Alas for Ms Jones, science tells us such outdoor spaces are incredibly hard to design. For example, in the neighbourhood of outdoor smoking areas “most studies detected outdoor concentrations of PM2.5 [particulate matter] exceeding 10 μg/m^3, the annual outdoor average that the World Health Organization sets as the lowest cutoff at which lung cancer and cardiopulmonary deaths are likely to increase”. The science is clearly not in Ms Jones’s favour. Another more recent study pointed out that not only does the distance from a smoking area matter when considering second-hand smoke but also no standard distance can be declared because the distance would change depending on the number of smokers in an area:
…every 3 m increase in distance was associated with a decrease of ambient PM2.5 by 24.6 μg/m^3 … Every one extra smoker at the smoking point was associated with an average increase of PM2.5 … by 2.0 μg/m^3…
The study concluded that “outdoor smoking points could significantly increase the PM2.5 concentrations in the surrounding air and the risks of secondhand smoke exposure, despite of the noticeable decreasing trend with increasing distance” (emphasis added).
So there is no ‘other side’ in this debate ‘that has to be considered’ as Ms Jones puts it. It is as meaningless to speak of “the cultural significance of the smoking area in this country” as she unironically describes it, without sounding remarkably like the NRA across the pond.

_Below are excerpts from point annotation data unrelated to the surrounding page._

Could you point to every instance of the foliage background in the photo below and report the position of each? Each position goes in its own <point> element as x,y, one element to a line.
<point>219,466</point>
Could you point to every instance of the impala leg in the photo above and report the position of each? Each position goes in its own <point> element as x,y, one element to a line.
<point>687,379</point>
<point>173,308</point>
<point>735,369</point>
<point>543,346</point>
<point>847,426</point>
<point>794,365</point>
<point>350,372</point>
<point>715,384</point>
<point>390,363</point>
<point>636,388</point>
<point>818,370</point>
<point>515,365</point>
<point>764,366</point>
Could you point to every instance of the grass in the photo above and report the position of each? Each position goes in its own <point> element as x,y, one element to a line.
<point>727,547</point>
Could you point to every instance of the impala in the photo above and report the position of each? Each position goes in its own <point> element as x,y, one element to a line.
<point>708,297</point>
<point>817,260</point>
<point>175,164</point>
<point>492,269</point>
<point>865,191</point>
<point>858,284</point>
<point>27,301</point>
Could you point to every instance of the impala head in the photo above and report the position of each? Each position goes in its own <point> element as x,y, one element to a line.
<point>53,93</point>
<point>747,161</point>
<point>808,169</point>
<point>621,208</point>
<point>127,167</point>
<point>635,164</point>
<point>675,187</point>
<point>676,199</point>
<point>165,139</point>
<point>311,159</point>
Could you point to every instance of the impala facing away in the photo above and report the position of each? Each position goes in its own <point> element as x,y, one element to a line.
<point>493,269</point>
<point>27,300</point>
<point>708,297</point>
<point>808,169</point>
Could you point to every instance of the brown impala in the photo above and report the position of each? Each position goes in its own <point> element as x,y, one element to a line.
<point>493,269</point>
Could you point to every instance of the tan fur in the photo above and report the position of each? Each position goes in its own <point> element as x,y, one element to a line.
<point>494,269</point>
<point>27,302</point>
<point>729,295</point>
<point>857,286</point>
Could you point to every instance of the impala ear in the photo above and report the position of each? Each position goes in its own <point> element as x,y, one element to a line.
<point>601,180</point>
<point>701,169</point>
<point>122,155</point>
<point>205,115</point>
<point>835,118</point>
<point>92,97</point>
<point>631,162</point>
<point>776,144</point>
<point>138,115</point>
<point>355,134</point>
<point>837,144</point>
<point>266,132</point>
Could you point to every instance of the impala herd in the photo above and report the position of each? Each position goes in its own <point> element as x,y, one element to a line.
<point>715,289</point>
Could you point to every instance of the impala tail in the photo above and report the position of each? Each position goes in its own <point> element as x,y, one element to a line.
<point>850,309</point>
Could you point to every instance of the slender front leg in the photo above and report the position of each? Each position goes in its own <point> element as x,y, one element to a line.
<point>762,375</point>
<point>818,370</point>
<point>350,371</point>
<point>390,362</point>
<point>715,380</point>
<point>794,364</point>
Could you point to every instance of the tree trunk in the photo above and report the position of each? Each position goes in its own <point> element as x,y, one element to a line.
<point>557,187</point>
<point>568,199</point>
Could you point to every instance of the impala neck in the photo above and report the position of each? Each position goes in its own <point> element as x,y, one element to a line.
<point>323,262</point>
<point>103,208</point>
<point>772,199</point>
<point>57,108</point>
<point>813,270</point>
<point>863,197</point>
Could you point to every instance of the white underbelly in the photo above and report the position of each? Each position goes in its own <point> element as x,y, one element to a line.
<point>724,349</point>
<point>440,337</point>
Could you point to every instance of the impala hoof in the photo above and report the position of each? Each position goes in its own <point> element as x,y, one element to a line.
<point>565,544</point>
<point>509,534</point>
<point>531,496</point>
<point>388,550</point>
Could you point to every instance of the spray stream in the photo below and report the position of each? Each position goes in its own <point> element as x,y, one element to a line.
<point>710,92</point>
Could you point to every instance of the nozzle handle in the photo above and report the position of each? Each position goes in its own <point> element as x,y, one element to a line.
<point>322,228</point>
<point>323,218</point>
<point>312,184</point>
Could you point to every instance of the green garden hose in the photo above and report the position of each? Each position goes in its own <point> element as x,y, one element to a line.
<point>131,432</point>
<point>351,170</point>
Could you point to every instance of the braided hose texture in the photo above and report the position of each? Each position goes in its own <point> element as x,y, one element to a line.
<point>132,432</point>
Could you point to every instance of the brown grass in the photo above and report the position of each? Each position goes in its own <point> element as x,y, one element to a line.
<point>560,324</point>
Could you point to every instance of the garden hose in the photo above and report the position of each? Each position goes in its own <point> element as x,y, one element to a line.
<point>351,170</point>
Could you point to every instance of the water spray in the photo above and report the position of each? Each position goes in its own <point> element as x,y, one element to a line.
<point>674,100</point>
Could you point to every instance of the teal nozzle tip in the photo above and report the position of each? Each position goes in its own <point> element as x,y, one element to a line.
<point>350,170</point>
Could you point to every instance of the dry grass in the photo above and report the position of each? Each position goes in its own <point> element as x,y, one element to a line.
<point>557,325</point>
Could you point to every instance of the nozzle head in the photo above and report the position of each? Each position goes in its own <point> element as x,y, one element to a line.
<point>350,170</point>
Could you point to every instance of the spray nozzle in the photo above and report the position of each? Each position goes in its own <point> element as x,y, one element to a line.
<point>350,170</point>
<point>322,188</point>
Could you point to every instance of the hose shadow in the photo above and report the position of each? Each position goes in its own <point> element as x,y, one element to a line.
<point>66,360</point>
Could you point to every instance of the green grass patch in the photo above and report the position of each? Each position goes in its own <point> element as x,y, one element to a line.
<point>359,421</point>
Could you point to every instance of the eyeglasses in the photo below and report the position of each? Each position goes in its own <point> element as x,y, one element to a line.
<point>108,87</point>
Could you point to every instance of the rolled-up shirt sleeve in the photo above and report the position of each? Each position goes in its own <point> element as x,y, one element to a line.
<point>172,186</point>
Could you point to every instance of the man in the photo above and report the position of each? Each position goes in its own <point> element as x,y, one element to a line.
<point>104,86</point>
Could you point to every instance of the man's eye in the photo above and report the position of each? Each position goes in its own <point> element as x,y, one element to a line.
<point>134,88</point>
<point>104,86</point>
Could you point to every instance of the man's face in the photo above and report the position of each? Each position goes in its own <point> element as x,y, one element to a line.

And further, no, Mr Starmer would not be ‘banning flirting among the perennially shy’ because they would surely find other ways to flirt. Banning potentially harmful outdoor smoking areas would not ban adults from making friends either. To justify smoking as a means of flirting or making friends is irresponsible at best and reckless and worst.

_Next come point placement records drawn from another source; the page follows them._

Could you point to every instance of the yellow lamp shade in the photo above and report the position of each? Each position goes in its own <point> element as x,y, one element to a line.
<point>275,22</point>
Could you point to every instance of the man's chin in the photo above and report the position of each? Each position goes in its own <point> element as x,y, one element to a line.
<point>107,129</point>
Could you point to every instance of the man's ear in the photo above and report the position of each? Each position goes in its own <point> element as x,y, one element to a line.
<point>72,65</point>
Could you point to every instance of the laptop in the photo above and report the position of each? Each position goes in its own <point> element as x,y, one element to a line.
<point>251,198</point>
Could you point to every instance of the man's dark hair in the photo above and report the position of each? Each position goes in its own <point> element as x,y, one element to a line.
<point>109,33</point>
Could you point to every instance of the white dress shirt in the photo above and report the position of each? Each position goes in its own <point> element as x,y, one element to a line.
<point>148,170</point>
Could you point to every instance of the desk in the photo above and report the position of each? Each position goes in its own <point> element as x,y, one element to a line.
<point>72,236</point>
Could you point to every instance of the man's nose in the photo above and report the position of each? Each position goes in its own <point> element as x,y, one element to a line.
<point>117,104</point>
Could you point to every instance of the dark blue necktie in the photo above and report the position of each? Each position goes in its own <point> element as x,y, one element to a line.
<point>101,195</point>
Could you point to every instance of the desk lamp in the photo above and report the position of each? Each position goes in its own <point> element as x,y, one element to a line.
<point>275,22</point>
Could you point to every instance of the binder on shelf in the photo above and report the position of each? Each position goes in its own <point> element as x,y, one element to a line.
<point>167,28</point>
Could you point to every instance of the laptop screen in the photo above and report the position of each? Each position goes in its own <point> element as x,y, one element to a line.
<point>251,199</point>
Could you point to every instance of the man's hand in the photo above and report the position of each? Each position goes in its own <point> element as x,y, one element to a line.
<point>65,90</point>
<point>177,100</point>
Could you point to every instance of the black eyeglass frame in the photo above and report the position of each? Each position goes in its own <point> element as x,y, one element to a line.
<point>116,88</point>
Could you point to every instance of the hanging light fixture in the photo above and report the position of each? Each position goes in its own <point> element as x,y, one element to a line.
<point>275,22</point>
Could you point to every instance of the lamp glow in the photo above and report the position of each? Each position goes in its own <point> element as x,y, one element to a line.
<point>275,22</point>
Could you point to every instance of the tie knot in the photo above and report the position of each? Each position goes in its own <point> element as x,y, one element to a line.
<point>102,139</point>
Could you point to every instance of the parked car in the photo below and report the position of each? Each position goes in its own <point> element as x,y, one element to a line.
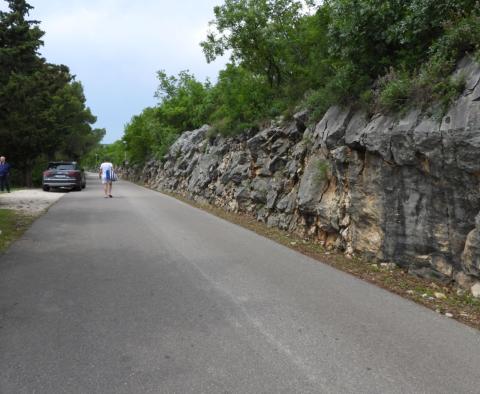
<point>65,175</point>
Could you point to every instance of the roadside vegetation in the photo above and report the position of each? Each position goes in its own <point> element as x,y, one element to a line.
<point>384,55</point>
<point>12,225</point>
<point>43,112</point>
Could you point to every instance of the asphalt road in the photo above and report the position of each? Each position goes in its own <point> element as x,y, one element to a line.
<point>144,294</point>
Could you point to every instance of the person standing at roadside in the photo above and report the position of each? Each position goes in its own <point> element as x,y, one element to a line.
<point>4,174</point>
<point>106,175</point>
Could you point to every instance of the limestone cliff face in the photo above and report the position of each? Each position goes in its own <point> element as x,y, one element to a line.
<point>403,190</point>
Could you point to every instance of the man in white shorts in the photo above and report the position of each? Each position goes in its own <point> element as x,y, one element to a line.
<point>106,175</point>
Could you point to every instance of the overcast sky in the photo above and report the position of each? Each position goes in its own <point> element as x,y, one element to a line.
<point>115,48</point>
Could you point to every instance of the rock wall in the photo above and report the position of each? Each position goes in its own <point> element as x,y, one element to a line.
<point>401,190</point>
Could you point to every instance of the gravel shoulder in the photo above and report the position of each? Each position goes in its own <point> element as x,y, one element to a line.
<point>29,201</point>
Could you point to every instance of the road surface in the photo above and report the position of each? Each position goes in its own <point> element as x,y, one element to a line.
<point>144,294</point>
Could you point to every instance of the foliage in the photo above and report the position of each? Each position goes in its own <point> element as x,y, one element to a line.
<point>384,55</point>
<point>43,114</point>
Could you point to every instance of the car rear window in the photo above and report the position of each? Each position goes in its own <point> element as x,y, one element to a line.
<point>61,166</point>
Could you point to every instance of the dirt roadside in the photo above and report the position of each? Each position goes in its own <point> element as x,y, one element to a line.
<point>19,209</point>
<point>29,201</point>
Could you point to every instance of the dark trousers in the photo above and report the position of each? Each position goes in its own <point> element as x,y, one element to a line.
<point>4,183</point>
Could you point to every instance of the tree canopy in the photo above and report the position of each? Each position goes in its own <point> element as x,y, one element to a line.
<point>284,55</point>
<point>43,113</point>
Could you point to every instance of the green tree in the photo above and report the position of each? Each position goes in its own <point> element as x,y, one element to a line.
<point>42,109</point>
<point>261,35</point>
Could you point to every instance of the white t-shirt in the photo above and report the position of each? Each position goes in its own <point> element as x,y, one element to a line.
<point>107,166</point>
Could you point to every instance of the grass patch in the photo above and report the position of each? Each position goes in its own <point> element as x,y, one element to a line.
<point>456,303</point>
<point>12,225</point>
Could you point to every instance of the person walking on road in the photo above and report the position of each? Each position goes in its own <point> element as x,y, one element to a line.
<point>4,174</point>
<point>107,176</point>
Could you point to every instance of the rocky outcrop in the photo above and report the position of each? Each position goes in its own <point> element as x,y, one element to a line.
<point>401,190</point>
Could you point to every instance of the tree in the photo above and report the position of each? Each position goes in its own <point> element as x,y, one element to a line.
<point>42,108</point>
<point>261,35</point>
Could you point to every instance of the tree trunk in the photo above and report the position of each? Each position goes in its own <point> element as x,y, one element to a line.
<point>27,177</point>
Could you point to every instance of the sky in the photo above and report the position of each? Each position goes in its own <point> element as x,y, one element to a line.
<point>115,48</point>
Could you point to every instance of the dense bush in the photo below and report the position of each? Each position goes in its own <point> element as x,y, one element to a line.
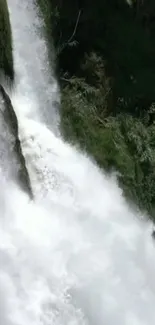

Ms Jones curiously points out, towards that end of her article, that she herself does not smoke. Perhaps she does not wish to appear as a smoker making a case for smoking areas, but not being a smoker hardly legitimises her arguments any more. And just because she confesses to having made some of her life’s important decisions in smoking areas or bonded with people there, does not justify continuing to expose the rest of the population to nonconsensual, second-hand, cancer-inducing cigarette fumes.

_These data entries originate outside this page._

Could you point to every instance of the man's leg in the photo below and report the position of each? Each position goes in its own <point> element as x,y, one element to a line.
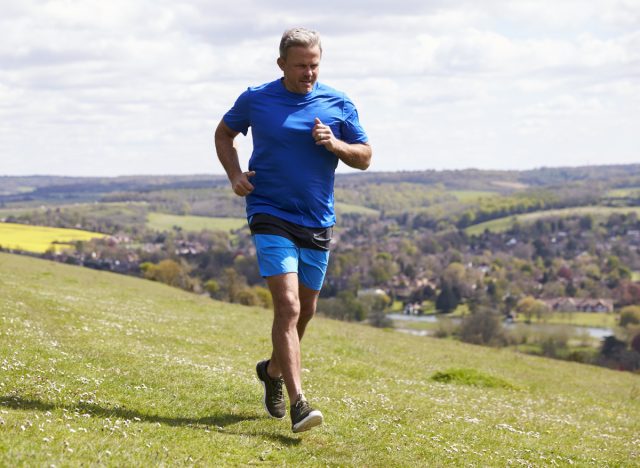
<point>308,304</point>
<point>285,359</point>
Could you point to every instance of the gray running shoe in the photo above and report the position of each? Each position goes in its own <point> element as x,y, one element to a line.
<point>273,395</point>
<point>303,416</point>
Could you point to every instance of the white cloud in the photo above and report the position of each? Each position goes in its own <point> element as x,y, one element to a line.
<point>90,87</point>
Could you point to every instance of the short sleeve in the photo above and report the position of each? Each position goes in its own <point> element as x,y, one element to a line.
<point>237,118</point>
<point>352,131</point>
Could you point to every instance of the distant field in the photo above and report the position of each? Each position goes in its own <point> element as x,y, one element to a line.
<point>472,195</point>
<point>166,222</point>
<point>346,208</point>
<point>582,319</point>
<point>503,224</point>
<point>625,192</point>
<point>99,369</point>
<point>39,239</point>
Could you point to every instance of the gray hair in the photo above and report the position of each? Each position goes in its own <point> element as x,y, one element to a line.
<point>298,37</point>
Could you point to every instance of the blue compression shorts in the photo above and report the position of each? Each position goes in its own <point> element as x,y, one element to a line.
<point>278,255</point>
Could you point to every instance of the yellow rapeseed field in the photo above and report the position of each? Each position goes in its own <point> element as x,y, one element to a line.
<point>39,239</point>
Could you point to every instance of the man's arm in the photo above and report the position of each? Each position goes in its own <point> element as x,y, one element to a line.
<point>356,155</point>
<point>228,156</point>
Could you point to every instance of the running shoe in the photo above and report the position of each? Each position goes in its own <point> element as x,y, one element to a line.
<point>273,394</point>
<point>303,416</point>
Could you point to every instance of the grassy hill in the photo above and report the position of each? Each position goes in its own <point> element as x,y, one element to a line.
<point>97,368</point>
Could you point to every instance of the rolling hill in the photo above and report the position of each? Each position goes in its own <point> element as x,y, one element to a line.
<point>98,368</point>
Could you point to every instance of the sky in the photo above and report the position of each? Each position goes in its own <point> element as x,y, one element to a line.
<point>123,87</point>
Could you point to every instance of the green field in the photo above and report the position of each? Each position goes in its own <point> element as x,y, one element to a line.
<point>39,239</point>
<point>471,196</point>
<point>166,222</point>
<point>624,193</point>
<point>503,224</point>
<point>102,369</point>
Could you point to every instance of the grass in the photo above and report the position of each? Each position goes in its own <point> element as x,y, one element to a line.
<point>504,224</point>
<point>470,377</point>
<point>101,369</point>
<point>470,196</point>
<point>39,239</point>
<point>166,222</point>
<point>624,192</point>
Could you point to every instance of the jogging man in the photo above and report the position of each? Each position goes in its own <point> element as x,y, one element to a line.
<point>301,129</point>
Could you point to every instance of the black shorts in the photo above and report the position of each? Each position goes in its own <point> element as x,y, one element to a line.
<point>303,237</point>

This country has had many a vice and will no doubt find new ones. But with every turn of history, and with every new inconvenient law, this country has coped just fine, even thrived. A positive, health-conscious legislation such as a ban on potentially harmful outdoor smoking areas will do this country more good than harm in the long run. Whether you are reading this in a smoking area or outside it, this new law could well be the light society needs right now.